16-05-2017 Urbanisme & Littoral - Appréciation de l'intérêt à agir d'une association en cas de modification de ses statuts et contentieux des permis de construire

L'article L. 600-1-1 du code de l'urbanisme dispose qu'une association n'est recevable à agir contre un permis ou une décision de non-opposition à déclaration préalable que si ses statuts ont été déposés en préfecture avant l'affichage en mairie de la demande du pétitionnaire. Par un arrêt du 29 mars 2017 (n°395419), le Conseil d'État soumet à ce principe d'antériorité les modifications de statuts conférant à une association existante la possibilité de contester les autorisations d'urbanisme. La Haute juridiction exige donc que les statuts modifiés de l'association aient été déposés en Préfecture à la date de l'affichage en mairie de la demande du pétitionnaire ; à défaut, la requête de l'association sera jugée irrecevable pour défaut d'intérêt à agir.

16-05-2017 Urbanisme & Littoral - Vers un renforcement de la sécurisation des plans locaux d'urbanisme

Dans le cadre du contentieux contre la délibération approuvant le document d’urbanisme, le Conseil d’Etat retenait classiquement comme moyen d’annulation l’absence ou l’insuffisance de définition des « objectifs poursuivis » par la délibération prescrivant l’élaboration ou la révision du document d’urbanisme, votée plusieurs années auparavant (CE, 10 février 2010, Commune de Saint-Lunaire, n°327149). Par un arrêt du 5 mai 2017, le Conseil d’Etat opère un revirement de jurisprudence. La Haute juridiction considère à présent que, si cette délibération est susceptible de recours devant le juge de l'excès de pouvoir, "son illégalité ne peut, en revanche, eu égard à son objet et à sa portée, être utilement invoquée contre la délibération approuvant le plan local d'urbanisme" (CE, 5 mai 2017, Commune de Saint-Bon-Tarentaise, n°388902). Cette nouvelle jurisprudence renforce la sécurité juridique de la procédure d'élaboration du document d'urbanisme, puisque si la première délibération n’est pas contestée dans les deux mois suivant sa publication, elle ne pourra plus être critiquée dans le cadre d’un recours ultérieur dirigé contre la totalité du PLU.

15-05-2017 Domanialité publique - Ordonnance n°2017-562 du 19 avril 2017 relative à la propriété des personnes publiques et promesse de vente sur des biens destinés à sortir du domaine public

L’ordonnance n°2017-562 du 19 avril 2017 relative à la propriété des personnes publiques est venue introduire dans le Code général de la propriété des personnes publiques un article L. 3112-4 permettant aux personnes publiques, sous certaines conditions, de procéder à des promesses de vente de biens amenés à sortir du domaine public.
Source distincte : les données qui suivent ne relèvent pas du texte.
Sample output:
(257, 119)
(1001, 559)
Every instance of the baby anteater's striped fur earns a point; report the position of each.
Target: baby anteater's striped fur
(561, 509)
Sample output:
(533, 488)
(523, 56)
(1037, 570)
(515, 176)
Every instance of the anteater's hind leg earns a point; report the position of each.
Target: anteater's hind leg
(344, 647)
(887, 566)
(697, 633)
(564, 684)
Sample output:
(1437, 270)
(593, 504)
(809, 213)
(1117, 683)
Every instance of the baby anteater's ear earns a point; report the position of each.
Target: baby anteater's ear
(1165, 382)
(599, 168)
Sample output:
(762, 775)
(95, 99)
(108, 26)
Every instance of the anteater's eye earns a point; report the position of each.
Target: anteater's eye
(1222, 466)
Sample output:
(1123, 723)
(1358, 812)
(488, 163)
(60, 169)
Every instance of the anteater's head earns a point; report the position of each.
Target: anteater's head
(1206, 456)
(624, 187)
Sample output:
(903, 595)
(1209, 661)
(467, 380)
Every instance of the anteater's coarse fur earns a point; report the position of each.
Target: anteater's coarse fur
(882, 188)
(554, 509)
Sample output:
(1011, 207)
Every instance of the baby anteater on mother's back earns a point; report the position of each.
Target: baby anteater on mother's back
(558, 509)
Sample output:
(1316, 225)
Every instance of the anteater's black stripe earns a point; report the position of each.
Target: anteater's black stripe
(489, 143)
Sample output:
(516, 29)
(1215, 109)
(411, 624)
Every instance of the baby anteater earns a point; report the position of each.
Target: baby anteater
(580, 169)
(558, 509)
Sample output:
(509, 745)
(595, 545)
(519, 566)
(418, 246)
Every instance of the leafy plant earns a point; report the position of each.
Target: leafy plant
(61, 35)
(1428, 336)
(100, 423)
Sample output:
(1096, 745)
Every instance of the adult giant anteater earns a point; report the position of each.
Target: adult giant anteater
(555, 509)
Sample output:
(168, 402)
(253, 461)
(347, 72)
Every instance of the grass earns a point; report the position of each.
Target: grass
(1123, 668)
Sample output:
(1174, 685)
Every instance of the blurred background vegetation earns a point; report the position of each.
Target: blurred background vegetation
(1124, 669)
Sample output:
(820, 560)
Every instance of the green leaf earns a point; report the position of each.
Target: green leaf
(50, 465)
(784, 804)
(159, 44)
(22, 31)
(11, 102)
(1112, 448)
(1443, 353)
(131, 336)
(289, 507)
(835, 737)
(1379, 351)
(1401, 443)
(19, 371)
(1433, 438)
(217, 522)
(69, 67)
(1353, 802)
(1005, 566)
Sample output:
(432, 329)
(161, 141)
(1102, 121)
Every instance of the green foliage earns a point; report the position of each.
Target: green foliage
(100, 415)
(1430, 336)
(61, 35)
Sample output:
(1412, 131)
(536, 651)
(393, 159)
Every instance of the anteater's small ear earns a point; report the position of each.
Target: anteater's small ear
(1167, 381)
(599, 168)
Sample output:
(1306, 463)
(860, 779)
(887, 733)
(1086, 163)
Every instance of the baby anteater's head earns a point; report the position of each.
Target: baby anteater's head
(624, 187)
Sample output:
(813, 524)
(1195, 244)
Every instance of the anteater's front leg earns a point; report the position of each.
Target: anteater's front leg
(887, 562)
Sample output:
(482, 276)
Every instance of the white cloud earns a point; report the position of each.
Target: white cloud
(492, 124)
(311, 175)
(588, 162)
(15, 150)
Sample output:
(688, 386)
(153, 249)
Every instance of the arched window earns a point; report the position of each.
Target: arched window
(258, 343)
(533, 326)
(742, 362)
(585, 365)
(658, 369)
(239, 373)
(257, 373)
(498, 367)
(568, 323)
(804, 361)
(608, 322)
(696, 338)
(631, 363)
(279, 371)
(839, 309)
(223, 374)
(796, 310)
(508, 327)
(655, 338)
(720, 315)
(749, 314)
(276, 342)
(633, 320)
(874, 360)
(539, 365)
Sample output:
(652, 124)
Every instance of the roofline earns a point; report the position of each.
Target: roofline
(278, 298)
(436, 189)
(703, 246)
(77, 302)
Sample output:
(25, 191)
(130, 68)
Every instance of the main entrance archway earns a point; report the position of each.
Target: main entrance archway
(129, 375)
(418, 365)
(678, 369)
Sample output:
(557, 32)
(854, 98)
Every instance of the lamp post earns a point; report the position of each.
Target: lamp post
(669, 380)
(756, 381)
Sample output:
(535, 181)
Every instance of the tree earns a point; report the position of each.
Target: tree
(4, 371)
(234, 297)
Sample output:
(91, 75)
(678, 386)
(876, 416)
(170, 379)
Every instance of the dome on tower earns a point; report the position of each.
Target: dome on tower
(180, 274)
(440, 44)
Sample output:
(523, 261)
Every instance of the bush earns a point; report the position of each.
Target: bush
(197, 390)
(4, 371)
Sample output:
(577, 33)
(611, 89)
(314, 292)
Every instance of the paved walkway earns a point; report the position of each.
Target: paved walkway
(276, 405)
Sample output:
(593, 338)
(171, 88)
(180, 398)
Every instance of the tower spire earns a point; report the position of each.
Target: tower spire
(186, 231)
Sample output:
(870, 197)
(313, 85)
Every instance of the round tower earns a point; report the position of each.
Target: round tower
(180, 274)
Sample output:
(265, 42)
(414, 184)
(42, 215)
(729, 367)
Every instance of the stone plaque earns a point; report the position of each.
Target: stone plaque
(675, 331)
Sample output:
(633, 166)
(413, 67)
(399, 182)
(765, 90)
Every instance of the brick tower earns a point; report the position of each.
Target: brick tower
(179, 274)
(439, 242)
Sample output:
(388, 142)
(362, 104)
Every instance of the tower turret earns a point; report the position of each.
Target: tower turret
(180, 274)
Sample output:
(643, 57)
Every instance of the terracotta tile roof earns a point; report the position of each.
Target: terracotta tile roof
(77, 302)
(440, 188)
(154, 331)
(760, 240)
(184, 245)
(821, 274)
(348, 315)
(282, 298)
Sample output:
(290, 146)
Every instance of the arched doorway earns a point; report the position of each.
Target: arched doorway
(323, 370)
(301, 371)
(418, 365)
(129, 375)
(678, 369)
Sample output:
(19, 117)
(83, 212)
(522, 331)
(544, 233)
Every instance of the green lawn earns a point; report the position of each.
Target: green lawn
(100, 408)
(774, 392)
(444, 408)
Ainsi, selon cet article il faut : - qu’il soit justifié que la désaffectation permettant le déclassement ne prenne effet que dans un délai fixé par la promesse de vente ; - qu’il soit précisé dans la promesse de vente que l’engagement de la personne publique reste subordonné à l’absence de motif tiré de la continuité des services publics ou de la protection des libertés justifiant postérieurement à la formation de la promesse, le maintien du bien dans le domaine public. L’article vient également prévoir qu’en cas de réalisation d’un tel motif, le bénéficiaire de la promesse peut être indemnisé des dépenses qu’il a engagées et qui ont profité à la personne publique. Cet article va clairement dans le sens d’un objectif de valorisation de la propriété publique et permet de venir clarifier une position jurisprudentielle parfois peu lisible sur les promesses de ventes de biens destinés à sortir du domaine public.